The Ministry of Finance has notified amendments to the Securities Contracts (Regulation) Rules, 1957, revising the framework for minimum public shareholding and public offer requirements for companies seeking listing on stock exchanges. The changes were introduced through the Securities Contracts (Regulation) Amendment Rules, 2026, issued under powers granted by the Securities Contracts (Regulation) Act, 1956.
The amended rules were published in the Gazette of India on March 13, 2026 and came into force immediately upon publication.

Revised Minimum Public Offer Requirements
Under the amended Rule 19(2)(b), the government has introduced a graded structure for minimum public offer and allotment , depending on a company’s post-issue capital calculated at the offer price.
Key provisions include:
- Companies with post-issue capital up to Rs 1,600 crore must offer at least 25% of each class of equity shares or convertible debentures to the public.
- Companies with post-issue capital between Rs 1,600 crore and Rs 4,000 crore must offer shares to the public equivalent to Rs 400 crore in value.
- Companies with capital above Rs 4,000 crore but up to Rs 50,000 crore must offer a minimum of 10% of each class of securities to the public.
- Companies with capital above Rs 50,000 crore but up to Rs 1 lakh crore must offer securities equivalent to Rs 1,000 crore in value and at least 8% of each class .
- Companies with capital above Rs 1 lakh crore but up to Rs 5 lakh crore must offer securities worth Rs 6,250 crore and at least 2.75% of each class.
- Companies with capital exceeding Rs 5 lakh crore must offer securities worth Rs 15,000 crore and at least 1% of each class.

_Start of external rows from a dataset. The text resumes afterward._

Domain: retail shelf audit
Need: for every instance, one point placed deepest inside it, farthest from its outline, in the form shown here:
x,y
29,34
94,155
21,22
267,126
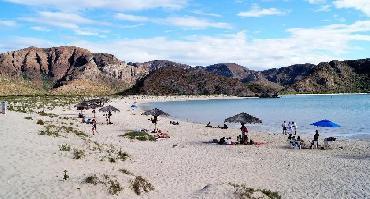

Timeline to Achieve 25% Public Shareholding
The notification also prescribes timelines for companies to achieve the standard 25% public shareholding requirement, with compliance to be monitored by the Securities and Exchange Board of India.
- Companies under certain categories must reach 25% public shareholding within three years of listing.
- Large companies may get up to five years to meet the threshold.
- In cases where the initial public shareholding is below 15%, companies must first raise it to 15% within five years and 25% within ten years.
Additional Provisions for Listed Companies
The amendment clarifies that:
- The new compliance timelines will also apply to companies already listed before the amendment’s commencement.
- Companies issuing superior voting rights shares to promoters or founders must list those shares on the same recognised stock exchange along with ordinary shares offered to the public.
- Recognised stock exchanges may impose penalties or fines for past non-compliance with public shareholding norms.
Special Provision for IFSC Listings
The rules also provide a special relaxation for companies seeking listing in International Financial Service Centres (IFSCs). Such companies may list securities with a minimum public shareholding of 10% , irrespective of post-issue capital.
Objective of the Amendment
The government’s move is aimed at providing greater flexibility for large companies planning public listings while ensuring gradual compliance with public shareholding norms. The graded framework is expected to facilitate capital market access for high-value issuers while maintaining adequate public participation in listed companies.